Scientific classification
- Kingdom: Animalia
- Phylum: Chordata
- Class: Actinopterygii
- Order: Gadiformes
- Family: Merlucciidae
- Genus: Merluccius
- Species: M. gayi
- Binomial name: Merluccius gayi (Guichenot, 1848)
- Synonyms: Merlus gayi Guichenot, 1848; Epicopus gayi (Guichenot, 1848);

= Merluccius gayi =

- Authority: (Guichenot, 1848)
- Conservation status: DD
- Synonyms: Merlus gayi Guichenot, 1848, Epicopus gayi (Guichenot, 1848)

Species of fish

Global capture production of South Pacific hake (Merluccius gayi) in thousand tonnes from 1950 to 2022, as reported by the FAO

Merluccius gayi is a merluccid hake of the genus Merluccius, with two subspecies, the South Pacific hake or Chilean common hake (M. g. gayi) and the Peruvian hake (M. g. peruanus), found in the south-western Pacific Ocean, along the coast of South America, from Peru (Merluccius gayi peruanus) to the Chilean coasts north to the Chiloé Archipelago.
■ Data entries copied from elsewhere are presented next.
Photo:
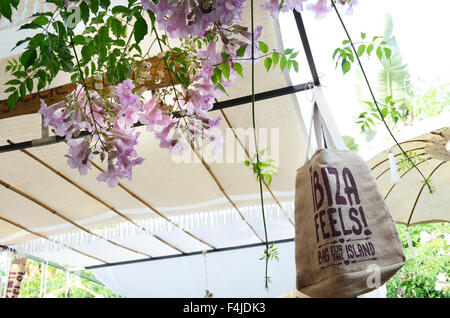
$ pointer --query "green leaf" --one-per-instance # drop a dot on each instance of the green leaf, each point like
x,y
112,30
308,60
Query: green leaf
x,y
13,99
13,82
379,53
369,49
87,51
5,10
336,52
345,66
275,58
22,90
41,20
283,62
119,9
361,49
84,12
29,84
225,67
78,39
241,51
28,58
116,27
263,47
105,4
295,64
140,29
293,56
267,63
238,69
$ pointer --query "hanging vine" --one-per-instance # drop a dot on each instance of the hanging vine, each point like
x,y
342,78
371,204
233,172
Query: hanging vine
x,y
107,50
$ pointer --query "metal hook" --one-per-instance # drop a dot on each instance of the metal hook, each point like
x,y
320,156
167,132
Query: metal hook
x,y
310,87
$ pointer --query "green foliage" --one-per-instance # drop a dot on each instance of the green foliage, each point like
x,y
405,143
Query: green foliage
x,y
104,45
32,285
404,164
345,55
6,7
350,143
419,277
388,111
264,170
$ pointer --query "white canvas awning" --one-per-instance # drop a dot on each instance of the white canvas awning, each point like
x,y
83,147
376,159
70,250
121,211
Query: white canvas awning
x,y
44,199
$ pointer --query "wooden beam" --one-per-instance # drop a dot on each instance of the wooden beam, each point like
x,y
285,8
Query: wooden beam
x,y
65,218
31,103
48,239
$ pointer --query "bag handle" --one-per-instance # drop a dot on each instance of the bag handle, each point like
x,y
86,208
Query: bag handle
x,y
324,130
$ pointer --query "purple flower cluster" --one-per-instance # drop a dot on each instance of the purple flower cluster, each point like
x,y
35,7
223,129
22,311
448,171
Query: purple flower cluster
x,y
185,18
320,7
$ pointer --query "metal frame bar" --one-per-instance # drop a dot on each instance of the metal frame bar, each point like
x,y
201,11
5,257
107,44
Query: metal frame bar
x,y
306,47
40,260
217,250
217,106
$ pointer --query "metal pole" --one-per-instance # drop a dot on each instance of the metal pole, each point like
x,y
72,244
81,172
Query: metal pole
x,y
219,105
217,250
306,47
42,261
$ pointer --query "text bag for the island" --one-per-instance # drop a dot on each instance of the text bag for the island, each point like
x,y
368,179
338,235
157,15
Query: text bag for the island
x,y
346,243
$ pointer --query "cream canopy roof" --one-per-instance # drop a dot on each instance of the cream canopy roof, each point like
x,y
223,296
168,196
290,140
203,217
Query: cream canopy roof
x,y
409,200
43,198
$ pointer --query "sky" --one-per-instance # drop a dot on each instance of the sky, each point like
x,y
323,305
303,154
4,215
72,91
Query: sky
x,y
421,30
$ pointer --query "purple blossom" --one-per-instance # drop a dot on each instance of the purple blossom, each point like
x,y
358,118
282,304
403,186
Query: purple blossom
x,y
320,8
79,156
111,176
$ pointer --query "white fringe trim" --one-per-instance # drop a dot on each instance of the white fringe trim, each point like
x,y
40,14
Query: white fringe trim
x,y
191,222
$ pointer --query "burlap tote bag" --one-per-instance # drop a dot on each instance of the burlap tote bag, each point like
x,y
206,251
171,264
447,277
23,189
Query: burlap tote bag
x,y
346,243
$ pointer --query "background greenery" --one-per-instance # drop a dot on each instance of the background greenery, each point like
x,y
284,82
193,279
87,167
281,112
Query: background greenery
x,y
419,277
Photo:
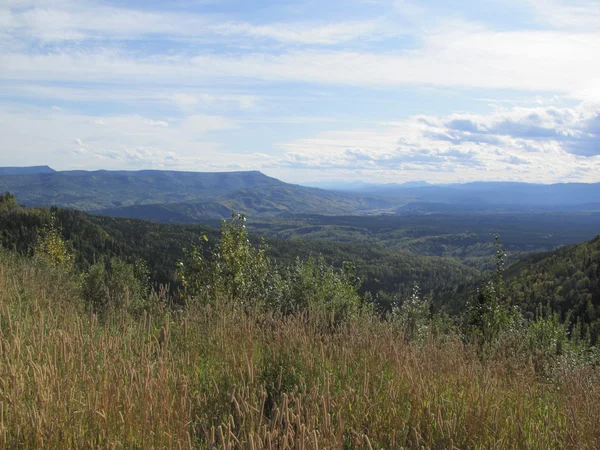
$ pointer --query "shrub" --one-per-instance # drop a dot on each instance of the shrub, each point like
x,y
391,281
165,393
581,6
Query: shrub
x,y
116,285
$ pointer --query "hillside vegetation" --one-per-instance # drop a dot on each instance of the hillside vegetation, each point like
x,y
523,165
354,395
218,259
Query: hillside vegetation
x,y
159,246
568,280
254,360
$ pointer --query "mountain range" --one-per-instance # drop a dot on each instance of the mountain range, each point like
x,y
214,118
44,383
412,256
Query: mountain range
x,y
190,197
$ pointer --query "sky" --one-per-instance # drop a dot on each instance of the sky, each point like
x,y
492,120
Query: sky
x,y
306,91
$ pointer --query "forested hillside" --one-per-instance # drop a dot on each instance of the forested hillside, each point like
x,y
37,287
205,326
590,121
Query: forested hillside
x,y
567,280
183,197
252,356
96,238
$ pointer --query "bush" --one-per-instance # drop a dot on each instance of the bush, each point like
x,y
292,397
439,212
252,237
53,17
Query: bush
x,y
116,285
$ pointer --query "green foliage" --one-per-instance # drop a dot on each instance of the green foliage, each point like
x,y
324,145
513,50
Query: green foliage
x,y
241,273
412,317
52,247
328,294
234,271
8,202
116,285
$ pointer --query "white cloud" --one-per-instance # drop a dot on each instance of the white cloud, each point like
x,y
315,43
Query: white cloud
x,y
550,61
538,144
67,140
84,20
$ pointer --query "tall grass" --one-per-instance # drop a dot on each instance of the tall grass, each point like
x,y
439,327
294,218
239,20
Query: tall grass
x,y
218,378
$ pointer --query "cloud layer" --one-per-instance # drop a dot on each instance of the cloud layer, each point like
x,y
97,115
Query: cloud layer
x,y
102,85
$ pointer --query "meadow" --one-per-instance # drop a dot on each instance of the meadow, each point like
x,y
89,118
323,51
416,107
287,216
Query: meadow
x,y
218,376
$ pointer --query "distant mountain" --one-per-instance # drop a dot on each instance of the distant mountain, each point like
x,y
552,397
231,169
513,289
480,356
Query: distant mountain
x,y
181,197
25,170
188,197
361,186
92,191
567,279
263,201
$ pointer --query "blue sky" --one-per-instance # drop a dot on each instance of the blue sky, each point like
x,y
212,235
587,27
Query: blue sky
x,y
372,90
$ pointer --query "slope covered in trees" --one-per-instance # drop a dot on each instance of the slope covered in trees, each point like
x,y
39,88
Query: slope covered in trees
x,y
296,360
160,246
566,280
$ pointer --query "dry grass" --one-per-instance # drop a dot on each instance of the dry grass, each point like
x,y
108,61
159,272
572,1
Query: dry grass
x,y
217,379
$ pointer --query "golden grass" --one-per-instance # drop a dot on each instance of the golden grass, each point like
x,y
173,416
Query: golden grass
x,y
220,379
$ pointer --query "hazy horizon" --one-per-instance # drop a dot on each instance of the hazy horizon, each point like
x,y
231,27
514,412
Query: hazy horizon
x,y
305,91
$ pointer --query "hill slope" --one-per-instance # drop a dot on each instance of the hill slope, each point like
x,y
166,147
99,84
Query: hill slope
x,y
107,189
25,170
182,197
567,279
95,238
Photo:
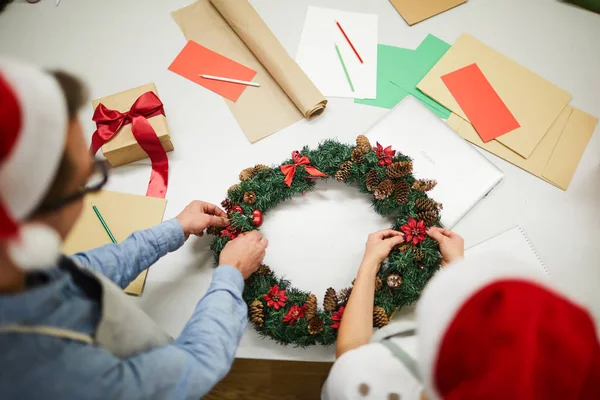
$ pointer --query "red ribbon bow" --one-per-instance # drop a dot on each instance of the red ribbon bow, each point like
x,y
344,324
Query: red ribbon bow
x,y
109,122
289,170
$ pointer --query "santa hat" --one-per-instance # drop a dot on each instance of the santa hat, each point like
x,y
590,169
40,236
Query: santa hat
x,y
33,127
493,328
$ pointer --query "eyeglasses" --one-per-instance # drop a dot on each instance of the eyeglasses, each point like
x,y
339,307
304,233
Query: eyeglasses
x,y
96,182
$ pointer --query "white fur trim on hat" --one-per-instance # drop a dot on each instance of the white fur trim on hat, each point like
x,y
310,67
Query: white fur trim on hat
x,y
38,247
28,171
449,289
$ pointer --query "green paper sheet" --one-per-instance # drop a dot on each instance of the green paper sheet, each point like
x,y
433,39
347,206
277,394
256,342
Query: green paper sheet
x,y
399,71
389,58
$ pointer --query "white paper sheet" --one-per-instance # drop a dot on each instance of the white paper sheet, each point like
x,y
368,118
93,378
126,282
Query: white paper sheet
x,y
318,58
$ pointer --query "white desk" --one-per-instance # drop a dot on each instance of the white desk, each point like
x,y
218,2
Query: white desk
x,y
116,45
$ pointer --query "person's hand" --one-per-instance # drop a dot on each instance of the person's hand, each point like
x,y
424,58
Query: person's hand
x,y
245,253
452,245
198,216
379,245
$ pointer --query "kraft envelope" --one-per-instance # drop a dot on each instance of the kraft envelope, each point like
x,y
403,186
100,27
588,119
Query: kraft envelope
x,y
124,214
556,158
234,29
414,11
534,102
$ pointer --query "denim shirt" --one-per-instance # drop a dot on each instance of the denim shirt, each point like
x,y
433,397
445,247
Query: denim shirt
x,y
44,367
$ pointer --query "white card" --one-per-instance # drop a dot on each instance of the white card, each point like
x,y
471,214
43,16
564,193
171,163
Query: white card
x,y
318,58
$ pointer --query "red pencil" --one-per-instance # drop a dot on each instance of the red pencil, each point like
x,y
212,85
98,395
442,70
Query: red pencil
x,y
349,42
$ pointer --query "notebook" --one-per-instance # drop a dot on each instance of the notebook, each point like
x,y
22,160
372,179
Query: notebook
x,y
124,214
514,242
463,174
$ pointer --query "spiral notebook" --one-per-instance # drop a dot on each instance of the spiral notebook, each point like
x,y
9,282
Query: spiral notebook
x,y
514,242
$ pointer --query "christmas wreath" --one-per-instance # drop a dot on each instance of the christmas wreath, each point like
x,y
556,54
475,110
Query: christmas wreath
x,y
292,316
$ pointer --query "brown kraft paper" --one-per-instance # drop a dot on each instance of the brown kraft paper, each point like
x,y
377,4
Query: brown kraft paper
x,y
233,28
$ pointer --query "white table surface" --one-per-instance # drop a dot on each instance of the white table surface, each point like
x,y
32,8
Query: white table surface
x,y
317,240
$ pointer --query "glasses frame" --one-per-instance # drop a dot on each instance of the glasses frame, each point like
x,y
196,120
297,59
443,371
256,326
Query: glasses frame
x,y
99,165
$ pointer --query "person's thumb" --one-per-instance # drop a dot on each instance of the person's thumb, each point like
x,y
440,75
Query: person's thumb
x,y
218,221
436,234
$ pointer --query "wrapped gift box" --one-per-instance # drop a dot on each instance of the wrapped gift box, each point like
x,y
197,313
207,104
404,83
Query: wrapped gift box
x,y
123,148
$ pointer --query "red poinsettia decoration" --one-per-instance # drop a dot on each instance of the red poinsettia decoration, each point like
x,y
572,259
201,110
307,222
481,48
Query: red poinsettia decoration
x,y
336,316
414,231
230,232
384,155
276,298
294,314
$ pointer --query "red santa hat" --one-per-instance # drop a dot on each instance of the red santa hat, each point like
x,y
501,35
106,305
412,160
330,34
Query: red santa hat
x,y
493,328
33,127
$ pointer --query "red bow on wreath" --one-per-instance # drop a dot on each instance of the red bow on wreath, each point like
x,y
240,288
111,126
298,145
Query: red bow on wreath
x,y
289,170
109,122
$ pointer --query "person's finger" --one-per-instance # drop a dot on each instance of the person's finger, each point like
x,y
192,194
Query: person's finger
x,y
435,233
217,221
212,209
264,242
449,233
254,235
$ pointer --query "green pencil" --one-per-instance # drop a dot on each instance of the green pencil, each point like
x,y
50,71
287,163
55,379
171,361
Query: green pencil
x,y
337,49
106,228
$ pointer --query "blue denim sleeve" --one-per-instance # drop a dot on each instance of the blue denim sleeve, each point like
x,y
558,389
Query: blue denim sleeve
x,y
188,368
123,262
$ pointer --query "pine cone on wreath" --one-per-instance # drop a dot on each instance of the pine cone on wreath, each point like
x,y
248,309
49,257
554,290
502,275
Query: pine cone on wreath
x,y
358,156
227,204
372,180
249,198
310,307
233,188
425,204
330,300
257,315
424,185
247,174
399,169
380,318
344,171
429,217
315,326
260,168
418,255
263,269
344,295
402,192
384,190
363,144
378,283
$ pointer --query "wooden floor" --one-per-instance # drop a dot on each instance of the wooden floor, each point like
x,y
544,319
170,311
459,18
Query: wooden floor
x,y
271,380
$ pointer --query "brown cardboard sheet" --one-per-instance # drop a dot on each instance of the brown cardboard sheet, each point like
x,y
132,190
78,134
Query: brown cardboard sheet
x,y
123,148
234,29
556,157
124,214
535,102
415,11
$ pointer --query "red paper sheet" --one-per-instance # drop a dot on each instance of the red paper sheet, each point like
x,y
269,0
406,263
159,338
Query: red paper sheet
x,y
196,59
480,102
During the Southern Hemisphere summer, it migrates southwards in shallow waters, while in the winter, it lives more to the north, in far deeper waters.

M. gayi is very similar to the European hake (Merluccius merluccius). They feed on crustaceans, cephalopods, and other fish.

Since at least 2023 stocks of Merluccius gayi gayi in Chile are depleted causing concern among artisanal fishers.